DBAs and database professionals have been aware of the pros and cons of compressing data for years. The traditional argument goes something like this: with compression you can store more data in less space, but at the cost of incurring CPU to compress the data upon insertion (and modification) and decompress the data upon reading it. Over time, the benefits of compression became greater as compression algorithms became more robust, hardware assist chips became available to augment compression speed, and the distributed model of computing made transmitting data across networks a critical piece of the business transaction (and transmitting compressed data is more efficient than transmitting uncompressed data).
IBM has significantly improved compression in DB2 for z/OS over the years. In the early days of mainframe DB2 no compression capability came with DB2 out-of-the-box -- the only mechanism for compressing data was via an exit routine (EDITPROC). Many software vendors developed and sold compression routines for DB2. Eventually, IBM began shipping a sample compression routine with DB2. And then in DB2 Version 3 (1993) hardware-assisted compression was introduced. Using the hardware assist , the CPU used by DB2 compression is minimal and the cons list gets a little shorter.
Indeed, one piece of advice that I give to most shops when I consult for them is that they probably need to look at compressing more data than they already are. Compressed data can improve performance these days because, in many cases, you can fit more rows per page. And therefore scans and sequential processes can process more data with the same number of I/Os, thereby improving performance. Of course, you should use the DSN1COMP utility to estimate the amount of savings that can accrue via compression before compressing any existing data.
Eventually, in DB2 9 we even get index compression capability (of course, using different technology than data compression). At any rate, compressing data on DB2 for z/OS is no longer the “only-if-I-have-to” task that it once was.
Then along comes the Big Data phenomenon where increasingly large data sets need to be stored and analyzed. Big Data is typified by data sets that are so large and complex that traditional tools and database systems are ill-suited to process them. Clearly, compressing such data could be advantageous… but is it possible to process and compress such large volumes of data?
New alternatives to traditional systems are being made available that offer efficient resource usage based on principles of compressed sensing and other techniques. One example of this new technology is IBM’s BLU Acceleration, which is included in DB2 10.5 for Linux, Unix, and Windows. One feature of BLU Acceleration is “actionable compression,” which can deliver up to 10x storage space savings. The compression delivered by BLU eliminates the need for indexes and aggregation when operating on compressed data. BLU can eliminate the CPU time that would be required to decompress the data. Benchmarks tests at some customer sites have achieved 90% to 95% data compression for their large data warehouse database tables. But why is it called “actionable?” Well, there are two key ingredients that make the compression actionable. There are (1) new algorithms enabling many predicates to be evaluated without having to decompress and (2) the most frequently occurring values are compressed the most, thereby saving the greatest level of storage space.
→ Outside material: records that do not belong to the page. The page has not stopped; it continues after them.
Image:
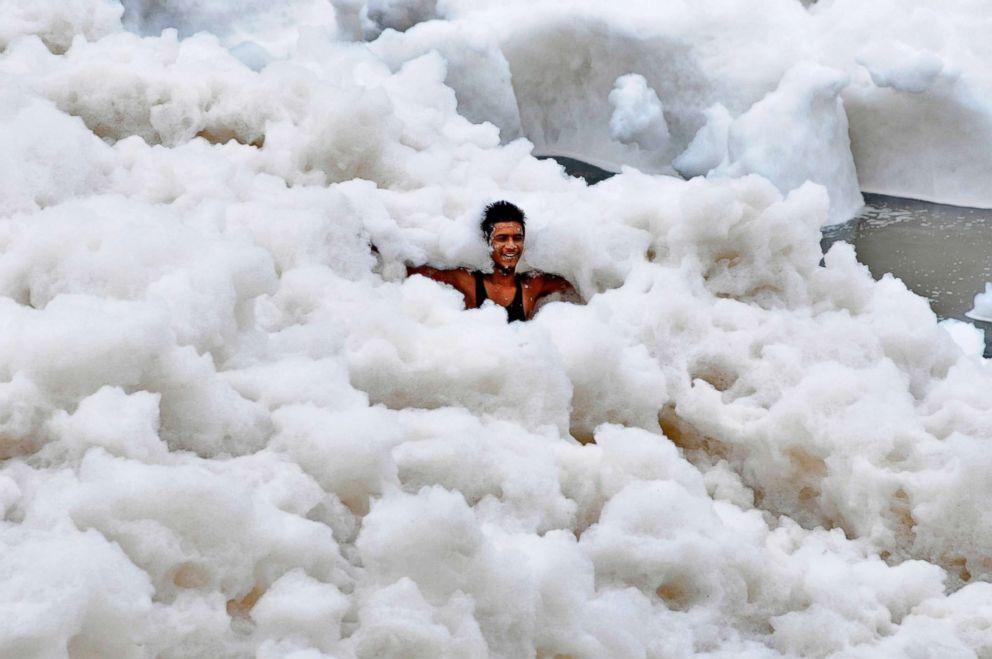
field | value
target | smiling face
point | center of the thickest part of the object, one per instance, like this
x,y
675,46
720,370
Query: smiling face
x,y
506,244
The bottom line is that IBM’s advanced algorithms are being used to maximize compression while preserving the order of encoding so compressed data can be quickly analyzed without decompressing it. It is an impressive technology as no changes are required to your existing SQL statements.
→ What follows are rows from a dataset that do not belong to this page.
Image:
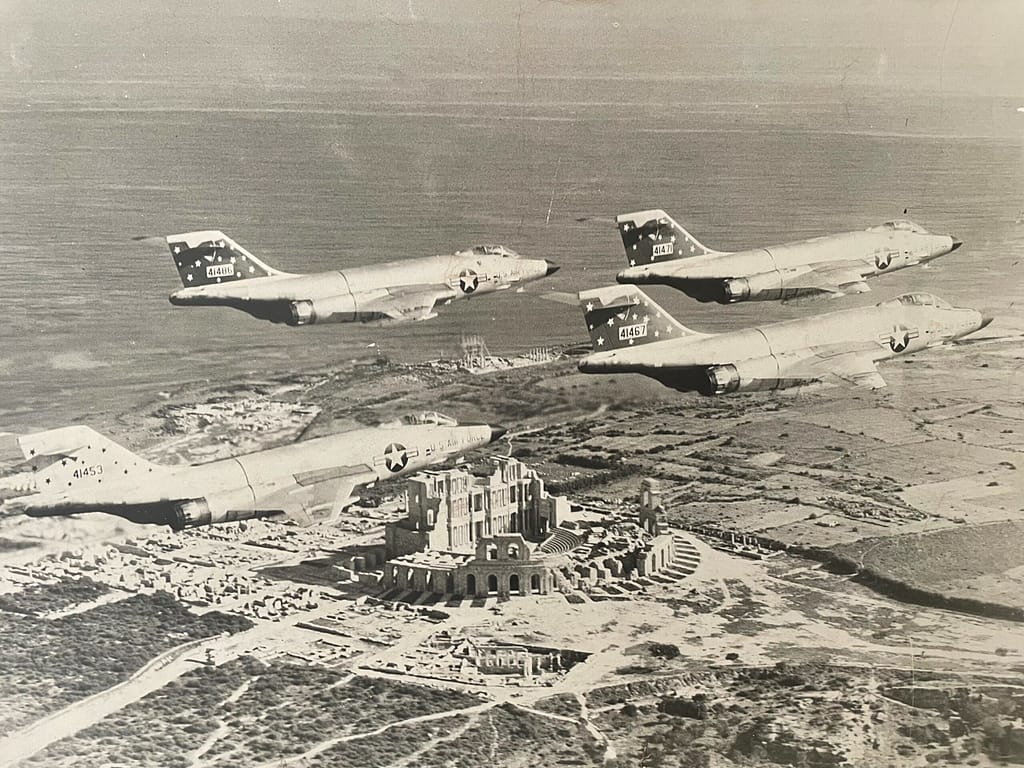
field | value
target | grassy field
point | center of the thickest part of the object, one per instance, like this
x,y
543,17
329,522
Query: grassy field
x,y
247,712
976,562
49,664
Of course, BLU Acceleration is much more than just additional compression techniques. BLU Acceleration adds a column store capability to DB2 10.5 for LUW. A column store physically stores data as sections of columns rather than as rows of data. By doing so, data warehouse queries, customer relationship management (CRM) systems, and other types of ad-hoc queries where aggregates are computed over large numbers of similar data items can be optimized.
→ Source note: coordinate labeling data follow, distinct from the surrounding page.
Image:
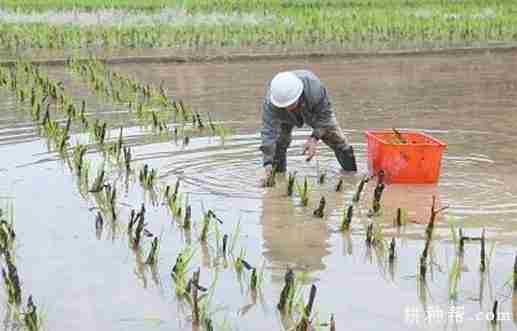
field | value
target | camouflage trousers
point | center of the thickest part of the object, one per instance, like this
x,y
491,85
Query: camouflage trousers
x,y
333,138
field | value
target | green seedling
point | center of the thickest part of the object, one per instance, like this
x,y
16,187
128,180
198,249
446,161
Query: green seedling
x,y
339,185
127,159
434,213
180,269
423,259
206,225
303,192
31,316
153,253
290,183
147,178
347,218
11,281
187,222
454,278
320,211
240,263
321,178
360,187
285,295
401,218
98,184
78,158
377,194
7,236
305,323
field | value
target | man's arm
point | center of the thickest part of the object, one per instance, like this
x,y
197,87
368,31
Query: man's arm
x,y
269,133
324,117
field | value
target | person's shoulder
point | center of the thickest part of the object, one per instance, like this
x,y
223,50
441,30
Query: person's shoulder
x,y
305,73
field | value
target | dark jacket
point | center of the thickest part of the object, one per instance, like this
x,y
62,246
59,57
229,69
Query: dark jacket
x,y
314,110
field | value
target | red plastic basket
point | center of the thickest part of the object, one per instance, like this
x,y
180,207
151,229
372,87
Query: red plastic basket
x,y
417,162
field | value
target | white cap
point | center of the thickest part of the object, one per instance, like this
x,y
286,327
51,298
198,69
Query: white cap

Be aware that using a column store for your data, such as provided by BLU Acceleration, is predominantly for read-only types of workloads such as analytics, data warehousing, business intelligence and other reporting applications. So you will need to pick and choose the applications and data that match the capabilities of BLU.
Another new feature of BLU Acceleration comes via the exploitation of the SIMD (Single Instruction Multiple Data) capabilities of modern CPUs. The basic idea behind SIMD is the ability for a single instruction to be able to act upon multiple items at the same time, which obviously can speed up processing.
BLU Acceleration also adds data skipping technology. You can probably guess what this does, but let’s explain it a little bit anyway. The basic idea is to skip over data that is not required in order to deliver an answer set for a query. Metadata is stored for sets of data records that can be accessed by DB2 to determine whether that particular set of data holds anything of interest. If not, it can be skipped over.
And best of all, BLU Acceleration is simple to use. All that is necessary is to specify ORGANIZE BY COLUMN in the DDL for a table to make it BLU.
“So what?” you may ask…Well, in my opinion, BLU Acceleration is a very significant milestone in the history of DB2. It brings a column store capability that can be implemented right inside of DB2, without any additional product or technology. So you can implement a multi-workload database implementation for the Big Data era using nothing more than DB2 software. BLU Acceleration provides blazing speed and can act upon large amounts of analytical data. And that is something we all should consider when embarking on our Big Data projects.
So compression is just one of several new capabilities and improvements added by IBM to DB2 with BLU Acceleration. But it looks like compression is becoming cool… who’d have thought that back in the 1980s when compression was something we only did when we absolutely had to?